Anna Glaser has received unrestricted research support from Biogen.
Abstract: P639
Type: Poster
Abstract Category: Pathology and pathogenesis of MS - 25 Biomarkers
Genetic variants within some cytokine receptor genes have been associated with multiple sclerosis (MS) susceptibility, including interleukin 7 receptor (IL7RA) and interleukin 2 receptor alpha (IL2RA). As these genes are expressed by cells targeted by immune-modulatory drugs, we explored the potential role of their gene products as biomarkers in monitoring MS treatment. Here we specifically assessed the impact of natalizumab and fingolimod on the intra-individual changes of soluble protein levels of sIL-7Rα and sIL-2Rα. In addition, we included protein levels of soluble interleukin-6 receptor (sIL-6R) and the soluble glycoprotein 130 (sgp130) in the study. Analysis of serial plasma samples from patients during natalizumab and subsequent fingolimod treatment revealed a decline in the plasma levels of sgp130 and sIL-7Rα during natalizumab treatment (P= 0.009 and 0.006, respectively). During fingolimod treatment the plasma levels of sIL-2Rα declined while sgp130 and sIL-7Rα increased (P= 6x10-11, 2.2x10-5 and 8x10-5, respectively). We replicated the previous observation that patients with the MS associated genotype of rs6897932 in the IL7RA gene have higher plasma levels of sIL-7Rα. Furthermore, the plasma levels of sIL-7Rα during fingolimod treatment were increasing significantly more in patients homozygous for the MS risk genotype than in patients from the other genotype groups (P=0.0007). In addition, we observed a protein quantitative trait locus effect of the MS associated SNP rs71624119 on the levels of sgp130. Monitoring the changes in the plasma levels of these soluble cytokine receptors in a well-defined cohort of MS patients during treatments will determine the possibility of using these proteins as biomarkers for treatment response. By exploring the MS associated risk variants in the context of clinical information one may elucidate the pharmacodynamics of treatments with the eventual aim to identify biomarkers for MS outcomes.
Disclosure:
Sahl Khalid Bedri: nothing to disclose.
Ali Manouchehrinia: nothing to disclose.
Wangko Lundström: nothing to disclose.
Katharina Fink: has received an unrestricted research grant from Biogen, Neuroförbundet and MS forskningsfonden and travel compensations for holding lectures by Biogen, Teva, Roche and Novartis.

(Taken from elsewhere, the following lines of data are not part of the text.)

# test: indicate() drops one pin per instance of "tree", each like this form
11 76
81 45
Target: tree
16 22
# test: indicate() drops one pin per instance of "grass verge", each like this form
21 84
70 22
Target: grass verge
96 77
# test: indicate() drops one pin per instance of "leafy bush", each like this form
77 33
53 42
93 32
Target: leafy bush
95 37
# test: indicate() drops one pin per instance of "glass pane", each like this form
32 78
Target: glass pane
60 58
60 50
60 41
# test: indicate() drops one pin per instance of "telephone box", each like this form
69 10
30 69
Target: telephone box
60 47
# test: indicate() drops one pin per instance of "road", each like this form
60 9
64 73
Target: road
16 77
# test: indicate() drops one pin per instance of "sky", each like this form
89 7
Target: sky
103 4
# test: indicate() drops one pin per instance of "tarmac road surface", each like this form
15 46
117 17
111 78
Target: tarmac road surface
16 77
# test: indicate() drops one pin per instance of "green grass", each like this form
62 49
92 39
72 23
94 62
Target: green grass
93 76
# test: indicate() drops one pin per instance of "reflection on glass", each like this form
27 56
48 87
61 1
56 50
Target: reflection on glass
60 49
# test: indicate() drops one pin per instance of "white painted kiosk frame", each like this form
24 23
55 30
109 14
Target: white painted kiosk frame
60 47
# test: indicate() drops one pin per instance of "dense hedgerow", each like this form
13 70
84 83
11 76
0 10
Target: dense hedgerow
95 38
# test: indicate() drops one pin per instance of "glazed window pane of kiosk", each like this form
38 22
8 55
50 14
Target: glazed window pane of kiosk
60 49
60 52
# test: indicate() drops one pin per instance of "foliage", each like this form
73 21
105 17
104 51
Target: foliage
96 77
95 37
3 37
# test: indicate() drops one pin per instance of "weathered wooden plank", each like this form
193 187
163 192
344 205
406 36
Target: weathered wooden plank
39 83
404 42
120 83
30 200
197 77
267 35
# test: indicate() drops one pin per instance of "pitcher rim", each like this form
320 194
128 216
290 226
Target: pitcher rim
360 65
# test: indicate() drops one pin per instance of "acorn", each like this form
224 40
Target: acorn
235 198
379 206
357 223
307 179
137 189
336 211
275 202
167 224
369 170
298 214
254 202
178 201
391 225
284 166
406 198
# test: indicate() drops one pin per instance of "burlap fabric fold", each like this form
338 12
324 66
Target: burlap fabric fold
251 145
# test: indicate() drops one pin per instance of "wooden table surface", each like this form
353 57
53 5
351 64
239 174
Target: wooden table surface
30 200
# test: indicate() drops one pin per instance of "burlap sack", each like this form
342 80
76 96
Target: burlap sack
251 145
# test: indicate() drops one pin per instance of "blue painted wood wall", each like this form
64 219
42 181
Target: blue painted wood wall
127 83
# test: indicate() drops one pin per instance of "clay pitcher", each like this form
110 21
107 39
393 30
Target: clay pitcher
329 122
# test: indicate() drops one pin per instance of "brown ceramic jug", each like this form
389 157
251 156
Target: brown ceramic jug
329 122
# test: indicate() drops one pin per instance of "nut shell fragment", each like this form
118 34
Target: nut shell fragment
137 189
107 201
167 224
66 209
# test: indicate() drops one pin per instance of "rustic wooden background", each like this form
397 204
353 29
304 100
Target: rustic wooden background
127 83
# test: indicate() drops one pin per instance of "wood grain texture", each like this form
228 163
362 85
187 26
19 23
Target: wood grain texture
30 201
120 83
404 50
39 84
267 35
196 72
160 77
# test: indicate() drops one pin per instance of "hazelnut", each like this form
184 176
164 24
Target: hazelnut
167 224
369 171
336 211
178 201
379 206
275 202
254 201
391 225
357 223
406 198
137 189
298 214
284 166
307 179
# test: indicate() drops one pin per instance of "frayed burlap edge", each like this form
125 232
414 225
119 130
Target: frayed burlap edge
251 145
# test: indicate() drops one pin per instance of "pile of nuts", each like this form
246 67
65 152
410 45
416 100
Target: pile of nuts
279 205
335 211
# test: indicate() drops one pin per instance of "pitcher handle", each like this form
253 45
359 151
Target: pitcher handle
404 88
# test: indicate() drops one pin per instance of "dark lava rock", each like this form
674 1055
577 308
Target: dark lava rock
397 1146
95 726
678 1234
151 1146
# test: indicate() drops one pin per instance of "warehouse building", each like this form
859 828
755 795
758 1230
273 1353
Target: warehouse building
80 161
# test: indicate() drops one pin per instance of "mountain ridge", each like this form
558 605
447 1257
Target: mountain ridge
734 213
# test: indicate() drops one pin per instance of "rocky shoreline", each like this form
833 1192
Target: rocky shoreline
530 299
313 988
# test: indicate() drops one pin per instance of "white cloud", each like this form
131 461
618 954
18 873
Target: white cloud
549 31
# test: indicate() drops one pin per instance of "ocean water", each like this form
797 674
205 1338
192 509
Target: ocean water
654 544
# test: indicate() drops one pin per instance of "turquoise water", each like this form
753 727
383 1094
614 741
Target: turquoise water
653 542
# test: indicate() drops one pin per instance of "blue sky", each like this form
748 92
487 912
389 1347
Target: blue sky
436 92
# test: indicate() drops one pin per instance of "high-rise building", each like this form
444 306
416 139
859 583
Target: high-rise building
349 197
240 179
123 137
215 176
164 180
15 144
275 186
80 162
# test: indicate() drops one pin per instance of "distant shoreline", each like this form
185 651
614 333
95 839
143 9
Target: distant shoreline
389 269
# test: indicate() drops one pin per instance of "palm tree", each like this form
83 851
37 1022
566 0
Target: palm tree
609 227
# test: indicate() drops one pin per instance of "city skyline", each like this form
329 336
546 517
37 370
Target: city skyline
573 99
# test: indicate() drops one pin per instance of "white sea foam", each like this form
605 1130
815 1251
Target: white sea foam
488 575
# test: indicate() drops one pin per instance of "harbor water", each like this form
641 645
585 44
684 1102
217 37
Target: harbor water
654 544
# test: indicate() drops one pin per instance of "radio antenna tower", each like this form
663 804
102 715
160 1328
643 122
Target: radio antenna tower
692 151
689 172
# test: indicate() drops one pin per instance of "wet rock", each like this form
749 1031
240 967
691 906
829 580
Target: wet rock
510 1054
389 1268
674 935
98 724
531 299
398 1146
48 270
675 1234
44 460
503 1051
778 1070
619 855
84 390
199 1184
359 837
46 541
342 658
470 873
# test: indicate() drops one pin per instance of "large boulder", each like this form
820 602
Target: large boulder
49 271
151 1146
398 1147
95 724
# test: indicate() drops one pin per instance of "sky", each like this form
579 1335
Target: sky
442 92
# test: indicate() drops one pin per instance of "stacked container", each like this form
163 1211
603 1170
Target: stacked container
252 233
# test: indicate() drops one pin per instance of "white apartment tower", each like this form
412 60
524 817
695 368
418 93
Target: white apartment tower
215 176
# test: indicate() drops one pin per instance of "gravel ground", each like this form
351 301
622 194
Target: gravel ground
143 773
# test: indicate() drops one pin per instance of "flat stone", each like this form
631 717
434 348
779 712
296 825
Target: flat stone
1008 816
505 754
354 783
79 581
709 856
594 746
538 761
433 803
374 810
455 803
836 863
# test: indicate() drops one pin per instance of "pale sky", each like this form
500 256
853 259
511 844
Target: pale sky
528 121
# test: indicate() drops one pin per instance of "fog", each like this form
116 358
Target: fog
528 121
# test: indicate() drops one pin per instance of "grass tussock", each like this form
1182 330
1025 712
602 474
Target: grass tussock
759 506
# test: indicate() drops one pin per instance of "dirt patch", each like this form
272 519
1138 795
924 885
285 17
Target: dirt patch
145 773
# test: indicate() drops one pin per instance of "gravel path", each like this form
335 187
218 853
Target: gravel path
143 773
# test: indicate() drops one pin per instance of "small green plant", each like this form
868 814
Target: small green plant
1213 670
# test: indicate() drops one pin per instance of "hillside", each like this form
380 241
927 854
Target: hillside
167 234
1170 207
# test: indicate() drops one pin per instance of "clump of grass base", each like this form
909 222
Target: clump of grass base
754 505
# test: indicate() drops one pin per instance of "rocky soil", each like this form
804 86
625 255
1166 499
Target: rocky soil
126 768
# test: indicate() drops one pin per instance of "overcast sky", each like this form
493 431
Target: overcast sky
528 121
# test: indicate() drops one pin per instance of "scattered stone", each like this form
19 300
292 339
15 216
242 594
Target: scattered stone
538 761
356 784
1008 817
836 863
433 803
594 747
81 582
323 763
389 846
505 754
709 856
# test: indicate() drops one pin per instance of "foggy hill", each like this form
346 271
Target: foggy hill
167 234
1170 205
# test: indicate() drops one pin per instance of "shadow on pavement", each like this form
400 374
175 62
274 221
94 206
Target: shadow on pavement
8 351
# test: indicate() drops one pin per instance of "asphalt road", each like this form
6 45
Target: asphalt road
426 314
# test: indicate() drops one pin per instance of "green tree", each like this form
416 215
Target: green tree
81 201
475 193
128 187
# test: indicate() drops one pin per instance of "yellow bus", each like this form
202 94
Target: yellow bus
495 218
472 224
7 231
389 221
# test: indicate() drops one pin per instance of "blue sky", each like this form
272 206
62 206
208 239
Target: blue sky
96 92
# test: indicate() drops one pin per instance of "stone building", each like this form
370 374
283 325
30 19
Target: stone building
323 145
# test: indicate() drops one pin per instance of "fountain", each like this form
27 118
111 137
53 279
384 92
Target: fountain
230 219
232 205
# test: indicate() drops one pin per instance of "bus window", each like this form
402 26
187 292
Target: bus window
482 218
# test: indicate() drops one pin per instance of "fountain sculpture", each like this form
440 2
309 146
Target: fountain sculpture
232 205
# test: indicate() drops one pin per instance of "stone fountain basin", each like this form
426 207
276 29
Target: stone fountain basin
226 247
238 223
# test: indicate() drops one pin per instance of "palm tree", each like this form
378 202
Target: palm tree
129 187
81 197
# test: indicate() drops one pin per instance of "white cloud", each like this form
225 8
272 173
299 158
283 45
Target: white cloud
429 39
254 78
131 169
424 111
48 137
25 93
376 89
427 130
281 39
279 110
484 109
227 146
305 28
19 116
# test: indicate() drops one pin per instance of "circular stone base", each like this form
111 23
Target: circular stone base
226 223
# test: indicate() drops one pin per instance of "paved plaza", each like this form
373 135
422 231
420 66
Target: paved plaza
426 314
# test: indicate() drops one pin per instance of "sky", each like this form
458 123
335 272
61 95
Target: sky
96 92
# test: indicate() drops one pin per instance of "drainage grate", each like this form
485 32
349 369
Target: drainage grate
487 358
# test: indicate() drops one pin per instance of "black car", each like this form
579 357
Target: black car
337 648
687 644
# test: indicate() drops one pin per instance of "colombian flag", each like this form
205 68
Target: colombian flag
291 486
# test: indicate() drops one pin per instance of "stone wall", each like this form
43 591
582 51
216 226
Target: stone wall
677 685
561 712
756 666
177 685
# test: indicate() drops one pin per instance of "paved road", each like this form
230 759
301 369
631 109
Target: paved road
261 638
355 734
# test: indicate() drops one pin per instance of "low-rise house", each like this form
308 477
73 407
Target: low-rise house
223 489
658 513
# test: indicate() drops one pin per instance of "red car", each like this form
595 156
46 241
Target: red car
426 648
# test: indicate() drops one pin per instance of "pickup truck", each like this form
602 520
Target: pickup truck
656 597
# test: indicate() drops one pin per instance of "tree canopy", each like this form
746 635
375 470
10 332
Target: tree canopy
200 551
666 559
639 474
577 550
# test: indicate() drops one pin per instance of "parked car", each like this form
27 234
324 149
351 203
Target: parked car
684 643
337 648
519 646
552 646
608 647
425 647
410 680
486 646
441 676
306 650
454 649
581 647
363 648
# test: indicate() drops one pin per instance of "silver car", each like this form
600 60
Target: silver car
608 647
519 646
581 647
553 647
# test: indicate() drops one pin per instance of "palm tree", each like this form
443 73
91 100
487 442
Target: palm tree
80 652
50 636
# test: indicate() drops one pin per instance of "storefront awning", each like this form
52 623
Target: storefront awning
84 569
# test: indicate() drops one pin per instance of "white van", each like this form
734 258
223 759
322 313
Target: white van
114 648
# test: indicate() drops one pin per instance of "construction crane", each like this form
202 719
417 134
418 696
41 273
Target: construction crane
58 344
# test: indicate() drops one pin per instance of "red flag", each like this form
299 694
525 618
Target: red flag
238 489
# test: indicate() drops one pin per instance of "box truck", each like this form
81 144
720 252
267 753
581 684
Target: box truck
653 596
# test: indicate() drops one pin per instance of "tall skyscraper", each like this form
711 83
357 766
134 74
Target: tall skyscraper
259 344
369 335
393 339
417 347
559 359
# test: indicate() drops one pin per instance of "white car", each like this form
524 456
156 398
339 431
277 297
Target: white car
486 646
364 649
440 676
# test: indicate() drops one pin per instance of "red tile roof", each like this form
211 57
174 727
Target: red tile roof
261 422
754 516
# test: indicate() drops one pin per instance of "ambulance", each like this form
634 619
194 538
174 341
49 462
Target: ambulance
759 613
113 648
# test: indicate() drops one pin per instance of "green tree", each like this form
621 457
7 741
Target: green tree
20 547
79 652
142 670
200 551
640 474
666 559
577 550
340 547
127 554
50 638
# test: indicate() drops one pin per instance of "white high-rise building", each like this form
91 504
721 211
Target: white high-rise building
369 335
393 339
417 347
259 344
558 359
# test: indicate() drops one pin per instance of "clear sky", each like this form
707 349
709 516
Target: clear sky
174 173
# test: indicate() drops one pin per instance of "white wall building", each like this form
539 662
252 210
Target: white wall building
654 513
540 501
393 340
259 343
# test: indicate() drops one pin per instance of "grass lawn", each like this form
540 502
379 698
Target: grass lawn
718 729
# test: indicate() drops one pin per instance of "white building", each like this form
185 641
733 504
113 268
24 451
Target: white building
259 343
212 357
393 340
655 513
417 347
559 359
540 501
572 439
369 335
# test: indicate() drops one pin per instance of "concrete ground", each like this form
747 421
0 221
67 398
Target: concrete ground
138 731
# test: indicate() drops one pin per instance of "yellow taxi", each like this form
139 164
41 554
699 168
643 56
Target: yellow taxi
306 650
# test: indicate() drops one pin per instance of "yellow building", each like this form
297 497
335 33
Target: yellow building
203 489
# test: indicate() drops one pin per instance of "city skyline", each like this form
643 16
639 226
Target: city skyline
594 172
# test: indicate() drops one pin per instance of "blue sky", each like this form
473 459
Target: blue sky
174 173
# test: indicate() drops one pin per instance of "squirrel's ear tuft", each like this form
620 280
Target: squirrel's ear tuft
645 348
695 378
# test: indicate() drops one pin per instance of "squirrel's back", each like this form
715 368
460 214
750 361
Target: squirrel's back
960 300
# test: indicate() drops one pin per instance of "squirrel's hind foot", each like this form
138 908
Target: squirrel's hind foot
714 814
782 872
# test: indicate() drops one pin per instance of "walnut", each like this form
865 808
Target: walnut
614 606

Ingrid Kockum: has received travel compensation for holding lectures by Merck Serono. Tomas Olsson received compensation for serving on scientific advisory boards or conducting lectures for Biogen and Genzyme, as well as unrestricted research grants from Biogen, Novartis, Genzyme, Almirall, and AstraZeneca.
Jan Hillert: received honoraria for serving on advisory boards for Biogen and Novartis and speaker's fees from Biogen, Merck Serono, Bayer Schering, Teva and Sanofi Genzyme. He has served as P.I. for projects sponsored by, or received unrestricted research support from, Biogen, Sanofi Genzyme, Merck Serono, TEVA, Novartis and Bayer Schering. His MS research is funded by the Swedish Research Council and the Swedish Brain Foundation.
Anna Glaser has received unrestricted research support from Biogen.